AlphaProof is very close to accomplishing this goal. It's gold-medal level on geometry questions, and silver-medal level overall: https://deepmind.google/discover/blog/ai-solves-imo-problems-at-silver-medal-level/
If I'm understanding it correctly, the resolution criteria for this market is IMO Grand Challenge minus the open-source criterion. This means that AI must receive formal representation of the problem and must output a formal solution in Lean. Is that so? @Austin
@Mothmatic Paul said he would concede the bet independent of whether the input or output is natural language or a formal language (below in the comments).
@DanielPCamara You cannot get gold on a old math olympiad. This is for the International Math Olympiad, not regional versions.
@Nightsquared Resolution criteria are not really good enough for a sweepstakes market... was sweepified in haste. Will try to make a more robust version of this market sweepstakes enabled.
https://openai.com/index/learning-to-reason-with-llms/
Looks like you don't even need specific math fine-tuning to solve math competitions, you just need non-constant compute time for LLMs (So they spend more time on hard problems)
@Austin if a model gets gold that:
almost certainly didn't see the questions beforehand
it's unclear how much computation time it spent
it's unclear how many attempts were made
it's unclear exactly what procedure was used
Paul and Yud make no statement
General consensus is that an AI got an IMO gold
How do you imagine you will resolve the question?
There are also validation issues. The IMO Grand Challenge this is based on requires the model be open sourced before IMO so that people can be sure it actually solved the problems without seeing them in advance.

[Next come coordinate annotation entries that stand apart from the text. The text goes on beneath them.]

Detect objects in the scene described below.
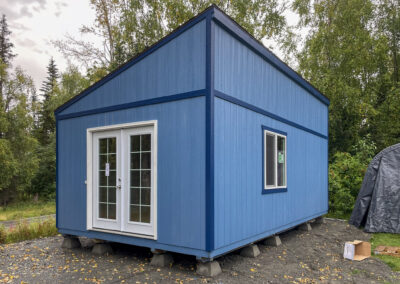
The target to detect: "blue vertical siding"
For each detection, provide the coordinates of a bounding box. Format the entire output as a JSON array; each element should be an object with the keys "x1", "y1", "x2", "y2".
[
  {"x1": 214, "y1": 25, "x2": 328, "y2": 135},
  {"x1": 60, "y1": 20, "x2": 206, "y2": 115},
  {"x1": 215, "y1": 98, "x2": 328, "y2": 249},
  {"x1": 57, "y1": 96, "x2": 205, "y2": 249}
]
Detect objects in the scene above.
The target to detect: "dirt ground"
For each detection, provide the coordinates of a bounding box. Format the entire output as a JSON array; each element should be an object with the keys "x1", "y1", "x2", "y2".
[{"x1": 0, "y1": 220, "x2": 400, "y2": 283}]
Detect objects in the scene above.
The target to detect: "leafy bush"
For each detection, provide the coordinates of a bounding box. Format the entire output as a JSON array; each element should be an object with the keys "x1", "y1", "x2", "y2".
[
  {"x1": 0, "y1": 226, "x2": 7, "y2": 244},
  {"x1": 0, "y1": 219, "x2": 58, "y2": 244},
  {"x1": 329, "y1": 136, "x2": 376, "y2": 216}
]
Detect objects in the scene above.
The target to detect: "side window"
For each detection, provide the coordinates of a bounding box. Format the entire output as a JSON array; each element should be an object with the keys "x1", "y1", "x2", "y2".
[{"x1": 263, "y1": 130, "x2": 287, "y2": 190}]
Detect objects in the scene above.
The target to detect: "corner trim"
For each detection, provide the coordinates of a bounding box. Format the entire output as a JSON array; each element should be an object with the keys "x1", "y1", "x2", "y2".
[{"x1": 205, "y1": 9, "x2": 215, "y2": 252}]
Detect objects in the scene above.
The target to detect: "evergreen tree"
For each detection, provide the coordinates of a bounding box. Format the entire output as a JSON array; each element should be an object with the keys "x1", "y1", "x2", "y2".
[
  {"x1": 0, "y1": 14, "x2": 15, "y2": 65},
  {"x1": 38, "y1": 58, "x2": 59, "y2": 145},
  {"x1": 0, "y1": 14, "x2": 15, "y2": 102}
]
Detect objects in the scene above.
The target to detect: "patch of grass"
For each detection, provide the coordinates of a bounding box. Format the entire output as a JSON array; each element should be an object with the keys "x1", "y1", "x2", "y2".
[
  {"x1": 0, "y1": 218, "x2": 58, "y2": 244},
  {"x1": 370, "y1": 233, "x2": 400, "y2": 271},
  {"x1": 0, "y1": 201, "x2": 56, "y2": 221},
  {"x1": 351, "y1": 269, "x2": 361, "y2": 275},
  {"x1": 325, "y1": 212, "x2": 351, "y2": 220}
]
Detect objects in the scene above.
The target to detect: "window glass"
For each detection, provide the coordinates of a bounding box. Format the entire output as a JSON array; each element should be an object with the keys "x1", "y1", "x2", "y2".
[
  {"x1": 265, "y1": 133, "x2": 275, "y2": 186},
  {"x1": 277, "y1": 136, "x2": 286, "y2": 186},
  {"x1": 129, "y1": 134, "x2": 151, "y2": 223},
  {"x1": 98, "y1": 137, "x2": 117, "y2": 220},
  {"x1": 264, "y1": 131, "x2": 287, "y2": 189}
]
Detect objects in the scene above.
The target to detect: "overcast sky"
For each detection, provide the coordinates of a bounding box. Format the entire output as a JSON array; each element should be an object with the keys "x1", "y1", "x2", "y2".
[
  {"x1": 0, "y1": 0, "x2": 94, "y2": 89},
  {"x1": 0, "y1": 0, "x2": 297, "y2": 89}
]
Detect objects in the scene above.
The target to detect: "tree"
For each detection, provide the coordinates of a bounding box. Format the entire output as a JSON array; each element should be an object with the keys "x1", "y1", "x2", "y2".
[
  {"x1": 54, "y1": 0, "x2": 291, "y2": 71},
  {"x1": 29, "y1": 64, "x2": 89, "y2": 199},
  {"x1": 38, "y1": 58, "x2": 60, "y2": 145},
  {"x1": 293, "y1": 0, "x2": 381, "y2": 155}
]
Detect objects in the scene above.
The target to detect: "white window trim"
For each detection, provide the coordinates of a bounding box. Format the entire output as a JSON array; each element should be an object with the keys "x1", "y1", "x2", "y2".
[
  {"x1": 263, "y1": 130, "x2": 287, "y2": 190},
  {"x1": 85, "y1": 120, "x2": 158, "y2": 240}
]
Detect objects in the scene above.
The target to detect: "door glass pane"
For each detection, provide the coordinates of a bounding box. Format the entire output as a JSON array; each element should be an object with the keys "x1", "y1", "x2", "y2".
[
  {"x1": 265, "y1": 133, "x2": 275, "y2": 186},
  {"x1": 129, "y1": 134, "x2": 152, "y2": 223},
  {"x1": 108, "y1": 204, "x2": 117, "y2": 220},
  {"x1": 129, "y1": 205, "x2": 140, "y2": 222},
  {"x1": 98, "y1": 137, "x2": 117, "y2": 220},
  {"x1": 99, "y1": 203, "x2": 107, "y2": 219},
  {"x1": 277, "y1": 136, "x2": 286, "y2": 186},
  {"x1": 140, "y1": 206, "x2": 150, "y2": 223}
]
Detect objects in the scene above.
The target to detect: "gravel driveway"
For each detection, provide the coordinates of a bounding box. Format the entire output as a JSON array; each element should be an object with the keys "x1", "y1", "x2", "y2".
[{"x1": 0, "y1": 220, "x2": 400, "y2": 283}]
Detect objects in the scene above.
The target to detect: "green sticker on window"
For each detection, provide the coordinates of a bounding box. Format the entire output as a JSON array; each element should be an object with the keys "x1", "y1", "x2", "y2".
[{"x1": 278, "y1": 152, "x2": 285, "y2": 164}]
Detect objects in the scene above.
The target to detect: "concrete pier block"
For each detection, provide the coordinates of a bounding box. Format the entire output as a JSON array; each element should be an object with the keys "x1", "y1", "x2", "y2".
[
  {"x1": 151, "y1": 249, "x2": 166, "y2": 254},
  {"x1": 61, "y1": 235, "x2": 81, "y2": 249},
  {"x1": 263, "y1": 236, "x2": 282, "y2": 247},
  {"x1": 150, "y1": 253, "x2": 174, "y2": 267},
  {"x1": 240, "y1": 244, "x2": 260, "y2": 257},
  {"x1": 314, "y1": 216, "x2": 326, "y2": 225},
  {"x1": 92, "y1": 243, "x2": 113, "y2": 255},
  {"x1": 196, "y1": 260, "x2": 222, "y2": 277},
  {"x1": 297, "y1": 222, "x2": 312, "y2": 232}
]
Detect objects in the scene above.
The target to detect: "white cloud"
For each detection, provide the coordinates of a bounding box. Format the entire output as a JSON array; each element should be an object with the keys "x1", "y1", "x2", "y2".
[{"x1": 0, "y1": 0, "x2": 94, "y2": 89}]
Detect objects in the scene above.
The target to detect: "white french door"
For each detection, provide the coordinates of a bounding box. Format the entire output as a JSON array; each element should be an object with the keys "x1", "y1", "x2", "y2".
[{"x1": 88, "y1": 122, "x2": 157, "y2": 238}]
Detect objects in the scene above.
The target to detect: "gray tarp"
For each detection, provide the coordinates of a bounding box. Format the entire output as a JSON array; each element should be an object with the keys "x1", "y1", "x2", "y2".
[{"x1": 349, "y1": 144, "x2": 400, "y2": 233}]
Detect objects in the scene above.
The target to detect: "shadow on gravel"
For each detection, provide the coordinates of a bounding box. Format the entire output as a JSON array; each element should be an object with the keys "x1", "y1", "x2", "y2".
[{"x1": 0, "y1": 220, "x2": 400, "y2": 283}]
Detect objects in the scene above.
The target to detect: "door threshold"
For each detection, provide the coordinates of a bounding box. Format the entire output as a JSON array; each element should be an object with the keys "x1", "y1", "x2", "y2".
[{"x1": 88, "y1": 228, "x2": 156, "y2": 240}]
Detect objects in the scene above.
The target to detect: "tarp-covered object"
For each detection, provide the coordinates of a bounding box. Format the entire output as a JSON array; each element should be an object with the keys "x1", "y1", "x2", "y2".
[{"x1": 349, "y1": 143, "x2": 400, "y2": 233}]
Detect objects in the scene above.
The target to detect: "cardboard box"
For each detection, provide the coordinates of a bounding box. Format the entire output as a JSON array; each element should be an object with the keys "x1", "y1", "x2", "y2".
[
  {"x1": 374, "y1": 246, "x2": 400, "y2": 257},
  {"x1": 343, "y1": 240, "x2": 371, "y2": 261}
]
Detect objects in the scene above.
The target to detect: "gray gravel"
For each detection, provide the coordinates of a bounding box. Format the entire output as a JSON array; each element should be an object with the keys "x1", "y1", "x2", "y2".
[
  {"x1": 0, "y1": 214, "x2": 56, "y2": 228},
  {"x1": 0, "y1": 220, "x2": 400, "y2": 283}
]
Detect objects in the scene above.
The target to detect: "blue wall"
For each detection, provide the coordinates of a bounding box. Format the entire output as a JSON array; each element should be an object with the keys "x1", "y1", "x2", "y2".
[
  {"x1": 57, "y1": 9, "x2": 328, "y2": 257},
  {"x1": 214, "y1": 98, "x2": 328, "y2": 249},
  {"x1": 57, "y1": 97, "x2": 205, "y2": 249},
  {"x1": 60, "y1": 20, "x2": 206, "y2": 114},
  {"x1": 214, "y1": 24, "x2": 328, "y2": 252},
  {"x1": 214, "y1": 22, "x2": 328, "y2": 135}
]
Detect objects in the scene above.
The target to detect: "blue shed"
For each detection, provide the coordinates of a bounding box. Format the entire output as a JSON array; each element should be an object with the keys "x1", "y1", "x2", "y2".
[{"x1": 55, "y1": 6, "x2": 329, "y2": 266}]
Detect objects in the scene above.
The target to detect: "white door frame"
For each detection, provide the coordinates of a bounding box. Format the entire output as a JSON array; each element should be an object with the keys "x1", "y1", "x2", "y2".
[{"x1": 86, "y1": 120, "x2": 158, "y2": 239}]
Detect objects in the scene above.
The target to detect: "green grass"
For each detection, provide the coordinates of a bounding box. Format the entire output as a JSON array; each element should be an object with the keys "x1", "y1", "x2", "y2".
[
  {"x1": 0, "y1": 219, "x2": 58, "y2": 244},
  {"x1": 325, "y1": 212, "x2": 351, "y2": 220},
  {"x1": 370, "y1": 233, "x2": 400, "y2": 271},
  {"x1": 0, "y1": 201, "x2": 56, "y2": 221}
]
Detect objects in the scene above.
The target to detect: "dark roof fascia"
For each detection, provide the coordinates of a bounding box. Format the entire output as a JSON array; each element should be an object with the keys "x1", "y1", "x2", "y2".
[
  {"x1": 54, "y1": 5, "x2": 215, "y2": 116},
  {"x1": 213, "y1": 6, "x2": 330, "y2": 106},
  {"x1": 54, "y1": 5, "x2": 330, "y2": 116}
]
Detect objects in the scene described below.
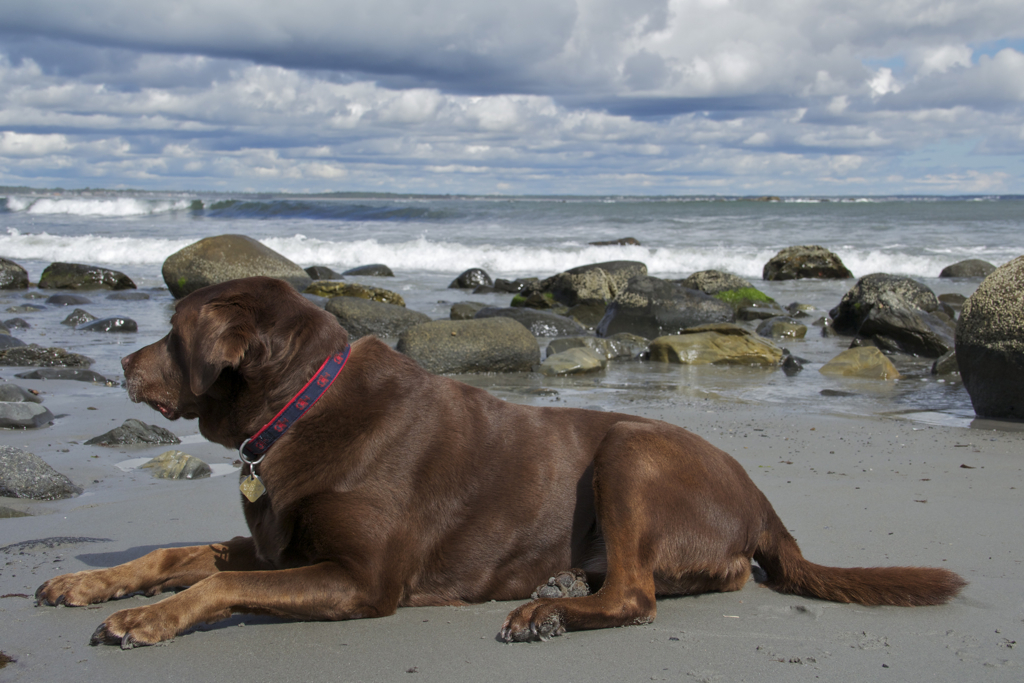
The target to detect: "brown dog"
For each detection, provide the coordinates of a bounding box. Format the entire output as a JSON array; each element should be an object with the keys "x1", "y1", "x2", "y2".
[{"x1": 36, "y1": 278, "x2": 965, "y2": 647}]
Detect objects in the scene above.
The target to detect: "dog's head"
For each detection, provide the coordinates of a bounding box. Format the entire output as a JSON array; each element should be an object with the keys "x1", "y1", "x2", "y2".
[{"x1": 121, "y1": 278, "x2": 348, "y2": 447}]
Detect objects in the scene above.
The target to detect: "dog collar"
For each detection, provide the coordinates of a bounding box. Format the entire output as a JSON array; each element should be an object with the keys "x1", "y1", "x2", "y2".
[{"x1": 239, "y1": 346, "x2": 352, "y2": 464}]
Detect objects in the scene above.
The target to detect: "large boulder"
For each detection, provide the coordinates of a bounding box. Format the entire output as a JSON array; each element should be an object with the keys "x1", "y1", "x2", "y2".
[
  {"x1": 39, "y1": 262, "x2": 136, "y2": 290},
  {"x1": 829, "y1": 272, "x2": 953, "y2": 358},
  {"x1": 956, "y1": 256, "x2": 1024, "y2": 419},
  {"x1": 0, "y1": 258, "x2": 29, "y2": 290},
  {"x1": 597, "y1": 275, "x2": 736, "y2": 339},
  {"x1": 305, "y1": 280, "x2": 406, "y2": 306},
  {"x1": 325, "y1": 297, "x2": 430, "y2": 339},
  {"x1": 162, "y1": 234, "x2": 312, "y2": 299},
  {"x1": 473, "y1": 306, "x2": 587, "y2": 337},
  {"x1": 650, "y1": 324, "x2": 782, "y2": 367},
  {"x1": 939, "y1": 258, "x2": 995, "y2": 278},
  {"x1": 395, "y1": 316, "x2": 541, "y2": 374},
  {"x1": 761, "y1": 245, "x2": 853, "y2": 280},
  {"x1": 520, "y1": 261, "x2": 647, "y2": 306},
  {"x1": 0, "y1": 445, "x2": 82, "y2": 501}
]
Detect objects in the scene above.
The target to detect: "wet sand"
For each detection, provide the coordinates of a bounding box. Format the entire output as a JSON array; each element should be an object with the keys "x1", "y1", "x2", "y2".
[{"x1": 0, "y1": 376, "x2": 1024, "y2": 683}]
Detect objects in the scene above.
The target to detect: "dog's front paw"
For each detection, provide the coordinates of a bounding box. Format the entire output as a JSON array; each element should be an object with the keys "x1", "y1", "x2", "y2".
[
  {"x1": 529, "y1": 569, "x2": 590, "y2": 600},
  {"x1": 499, "y1": 599, "x2": 565, "y2": 643}
]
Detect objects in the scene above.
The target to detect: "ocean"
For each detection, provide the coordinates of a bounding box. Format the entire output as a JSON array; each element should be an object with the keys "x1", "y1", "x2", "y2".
[{"x1": 0, "y1": 189, "x2": 1024, "y2": 424}]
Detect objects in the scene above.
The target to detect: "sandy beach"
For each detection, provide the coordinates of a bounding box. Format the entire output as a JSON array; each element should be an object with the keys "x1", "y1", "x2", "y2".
[{"x1": 0, "y1": 368, "x2": 1024, "y2": 683}]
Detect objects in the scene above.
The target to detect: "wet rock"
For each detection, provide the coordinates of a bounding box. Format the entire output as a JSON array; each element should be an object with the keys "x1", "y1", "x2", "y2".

But what it means to "get gold" for an AI is just very ambiguous, so a lot of this will come down to subjective judgment unless we get more explicit criteria.
Like I said, Paul said one thing and Eliezer said a different thing. See the second quote in the question
EDIT: I see they want to demand that the AI be open-sourced publicly before the first day of the IMO, which unfortunately sounds like the sort of foolish little real-world obstacle which can prevent a proposition like this from being judged true even where the technical capability exists. I'll stand by a >16% probability of the technical capability existing by end of 2025
This is why I think you shouldn't put too much import on markets in how random people (even famous ones) resolve a bet. Unless you just accept that it will be underspecified and significantly based on vibes
That's true, but I think Austin (understandably) misread what Eliezer's position was (or was going off of the initial position rather than the edited one). But then Austin explicitly clarified it as end of year 2025 in the 2024-07-25 update. So... @Austin can you edit the question to make this clear?
@MikhailDoroshenko actually, your quote is also in the original LW post - that's a direct quote from Paul, not from me. My understanding is that Eliezer started with "before IMO" but then the technical details of open sourcing etc led him to update to "end of 2025"; Paul didn't reference this technicality in his own framing of the bet.
Per my original market description, I will resolve this market yes if either Eliezer or Paul confirm this has happened, meaning in the case of a disagreement between the two this market would still resolve yes (ofc I would wait for them to confer and try to reach agreement first). So at present, "end of 2025" is still the eligible timeframe, unless @EliezerYudkowsky weighs in otherwise.
@MikhailDoroshenko yeah, all of that's reasonable, but (also stating the obvious, for the record) ultimately it comes down to which of these possible criteria Eliezer and Paul decide to use, and there are a ton of different possibilities.